How you organise, document and process data has a clear impact on data quality and thus also on reliability and adequacy of research findings. In scientific research even small things matter. Data organisation, documentation and processing procedures are not an exception and this is true for quantitative as well as qualitative research. A systematic approach and punctuality in data management (Krejčí, 2010) are awarded by the following:
While in quantitative research the quality is closely linked to standardization and control over the research situation the prevailing approach in qualitative research is different.
In qualitative research, discussions about quality in research are not so much based on the idea of standardization and control, as this seems incompatible with many qualitative methods. Quality is rather seen as an issue of how to manage it. Sometimes it is linked to rigour in applying a certain method, but more often to soundness of the research as a whole | Flick (2007).
In previous chapters, you have become familiar with a number of procedures and rules for the development of an appropriate data file structure, development of rich metadata and ensuring the data integrity and authenticity. At the same time, however, we should bear in mind that the data management is always an integral part of much more complex research work.
The quality of the outcome is achieved through the quality of the production process (Krejčí, 2010). Scientific research is not an exception. Thus the quality stems from professionalism based on continuous improvement. Data management is one important part of such processes. As such it is interconnected and influenced by other processes within the system and should contribute to a common long-term objective of continuous improvement of a research work within the research organisation.

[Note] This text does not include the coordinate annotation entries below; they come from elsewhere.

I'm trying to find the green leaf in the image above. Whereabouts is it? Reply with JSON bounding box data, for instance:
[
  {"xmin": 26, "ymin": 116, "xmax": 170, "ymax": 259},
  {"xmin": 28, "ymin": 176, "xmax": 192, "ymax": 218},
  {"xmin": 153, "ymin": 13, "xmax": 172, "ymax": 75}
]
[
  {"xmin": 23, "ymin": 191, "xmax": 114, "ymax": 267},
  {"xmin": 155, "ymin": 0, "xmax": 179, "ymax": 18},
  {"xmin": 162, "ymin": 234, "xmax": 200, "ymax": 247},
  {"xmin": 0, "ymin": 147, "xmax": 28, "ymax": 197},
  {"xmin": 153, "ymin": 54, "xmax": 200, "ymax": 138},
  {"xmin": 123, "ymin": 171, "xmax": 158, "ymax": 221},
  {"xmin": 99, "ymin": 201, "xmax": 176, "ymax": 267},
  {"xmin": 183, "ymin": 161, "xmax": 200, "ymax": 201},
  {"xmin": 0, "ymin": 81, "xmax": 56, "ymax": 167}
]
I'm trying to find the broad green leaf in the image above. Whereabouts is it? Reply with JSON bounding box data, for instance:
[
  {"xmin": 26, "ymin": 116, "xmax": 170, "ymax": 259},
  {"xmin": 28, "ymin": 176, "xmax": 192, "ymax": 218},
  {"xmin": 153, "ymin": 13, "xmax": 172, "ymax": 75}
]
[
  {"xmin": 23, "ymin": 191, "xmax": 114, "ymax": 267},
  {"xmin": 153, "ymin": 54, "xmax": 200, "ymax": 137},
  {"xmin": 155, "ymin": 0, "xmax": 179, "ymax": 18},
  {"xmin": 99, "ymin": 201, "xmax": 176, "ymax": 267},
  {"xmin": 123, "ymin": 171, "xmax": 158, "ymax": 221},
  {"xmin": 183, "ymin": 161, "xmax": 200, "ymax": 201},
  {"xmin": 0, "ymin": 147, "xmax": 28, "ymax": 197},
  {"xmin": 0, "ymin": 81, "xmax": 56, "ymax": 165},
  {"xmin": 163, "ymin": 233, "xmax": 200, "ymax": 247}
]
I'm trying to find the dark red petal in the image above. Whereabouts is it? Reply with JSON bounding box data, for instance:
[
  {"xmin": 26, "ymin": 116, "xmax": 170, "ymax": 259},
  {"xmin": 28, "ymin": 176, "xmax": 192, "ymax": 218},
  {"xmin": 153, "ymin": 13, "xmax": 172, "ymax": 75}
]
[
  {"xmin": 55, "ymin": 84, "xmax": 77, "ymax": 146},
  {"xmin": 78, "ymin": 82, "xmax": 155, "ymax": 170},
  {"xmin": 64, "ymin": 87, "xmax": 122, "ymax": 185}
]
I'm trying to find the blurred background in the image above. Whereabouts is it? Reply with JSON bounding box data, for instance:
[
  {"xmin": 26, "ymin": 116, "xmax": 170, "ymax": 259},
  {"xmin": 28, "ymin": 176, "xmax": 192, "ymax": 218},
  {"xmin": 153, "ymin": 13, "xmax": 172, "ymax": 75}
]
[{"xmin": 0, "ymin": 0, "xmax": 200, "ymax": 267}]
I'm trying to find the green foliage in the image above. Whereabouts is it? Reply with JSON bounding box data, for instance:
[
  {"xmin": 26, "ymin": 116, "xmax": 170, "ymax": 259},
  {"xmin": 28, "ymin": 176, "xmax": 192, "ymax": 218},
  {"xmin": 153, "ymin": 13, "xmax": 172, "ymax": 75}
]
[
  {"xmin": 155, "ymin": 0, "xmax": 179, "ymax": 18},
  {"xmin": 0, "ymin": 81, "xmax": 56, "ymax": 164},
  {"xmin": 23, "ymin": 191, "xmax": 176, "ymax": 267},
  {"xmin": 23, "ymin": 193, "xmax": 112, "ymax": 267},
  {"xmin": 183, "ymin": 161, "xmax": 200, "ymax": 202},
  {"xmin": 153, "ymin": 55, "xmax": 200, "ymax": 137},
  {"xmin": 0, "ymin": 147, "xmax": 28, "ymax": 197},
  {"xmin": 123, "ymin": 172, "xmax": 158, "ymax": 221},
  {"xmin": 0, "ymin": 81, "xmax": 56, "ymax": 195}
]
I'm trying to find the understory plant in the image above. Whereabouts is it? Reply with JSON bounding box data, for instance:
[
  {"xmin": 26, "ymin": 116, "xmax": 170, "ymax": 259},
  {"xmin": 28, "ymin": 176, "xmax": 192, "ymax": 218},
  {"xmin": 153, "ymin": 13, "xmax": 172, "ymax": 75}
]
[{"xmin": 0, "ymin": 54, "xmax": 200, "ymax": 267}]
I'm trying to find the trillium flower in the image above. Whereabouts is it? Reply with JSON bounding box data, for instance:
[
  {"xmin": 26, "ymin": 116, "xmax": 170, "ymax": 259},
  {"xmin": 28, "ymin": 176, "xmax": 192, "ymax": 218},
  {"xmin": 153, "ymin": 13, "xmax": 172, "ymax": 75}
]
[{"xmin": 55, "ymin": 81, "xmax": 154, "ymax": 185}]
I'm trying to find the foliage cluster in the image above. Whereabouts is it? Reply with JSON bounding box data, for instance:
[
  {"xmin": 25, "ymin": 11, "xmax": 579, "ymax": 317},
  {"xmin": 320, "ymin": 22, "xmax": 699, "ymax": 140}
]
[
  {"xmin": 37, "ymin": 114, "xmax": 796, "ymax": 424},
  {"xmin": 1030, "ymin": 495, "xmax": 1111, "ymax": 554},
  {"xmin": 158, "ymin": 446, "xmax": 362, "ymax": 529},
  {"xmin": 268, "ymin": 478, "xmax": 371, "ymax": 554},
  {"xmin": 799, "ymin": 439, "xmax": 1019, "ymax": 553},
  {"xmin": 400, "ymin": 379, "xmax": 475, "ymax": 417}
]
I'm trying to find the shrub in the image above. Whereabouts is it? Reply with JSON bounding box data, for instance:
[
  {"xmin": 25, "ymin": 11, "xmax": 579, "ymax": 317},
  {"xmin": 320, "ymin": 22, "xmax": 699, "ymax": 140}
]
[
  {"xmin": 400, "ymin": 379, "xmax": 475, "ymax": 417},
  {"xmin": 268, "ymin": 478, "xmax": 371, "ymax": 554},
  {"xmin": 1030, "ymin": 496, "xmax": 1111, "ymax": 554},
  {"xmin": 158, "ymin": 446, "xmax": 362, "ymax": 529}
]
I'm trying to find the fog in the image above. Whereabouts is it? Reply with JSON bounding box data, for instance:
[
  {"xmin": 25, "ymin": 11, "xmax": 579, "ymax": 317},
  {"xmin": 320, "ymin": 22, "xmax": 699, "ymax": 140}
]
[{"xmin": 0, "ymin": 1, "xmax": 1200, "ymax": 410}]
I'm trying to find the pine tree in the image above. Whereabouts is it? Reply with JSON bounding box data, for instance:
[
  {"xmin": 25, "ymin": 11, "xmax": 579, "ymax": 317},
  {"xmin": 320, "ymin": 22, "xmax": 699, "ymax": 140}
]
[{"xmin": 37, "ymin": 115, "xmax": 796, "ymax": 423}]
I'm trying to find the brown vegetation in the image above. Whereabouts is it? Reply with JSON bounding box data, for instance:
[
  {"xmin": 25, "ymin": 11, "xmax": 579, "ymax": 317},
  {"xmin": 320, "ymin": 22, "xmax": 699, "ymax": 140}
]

The mechanical quality control of survey operations such as coding and keying does not easily lend itself to continuous improvement. Rather, it must be complemented with feedback and learning where the survey workers themselves are part of an improvement process | Biemer & Lyberg (2003).
In addition, quality always involves a number of different dimensions. Quality is often defined as “fitness to use”. However simple this sounds, it provides a point of departure for a comprehensive approach to data quality. The results must not only be accurate but must be delivered in time, understandable and clear, and meet other potential users’ needs, e.g. comparability and coherence with other databases. Moreover, it must be also cost-efficient.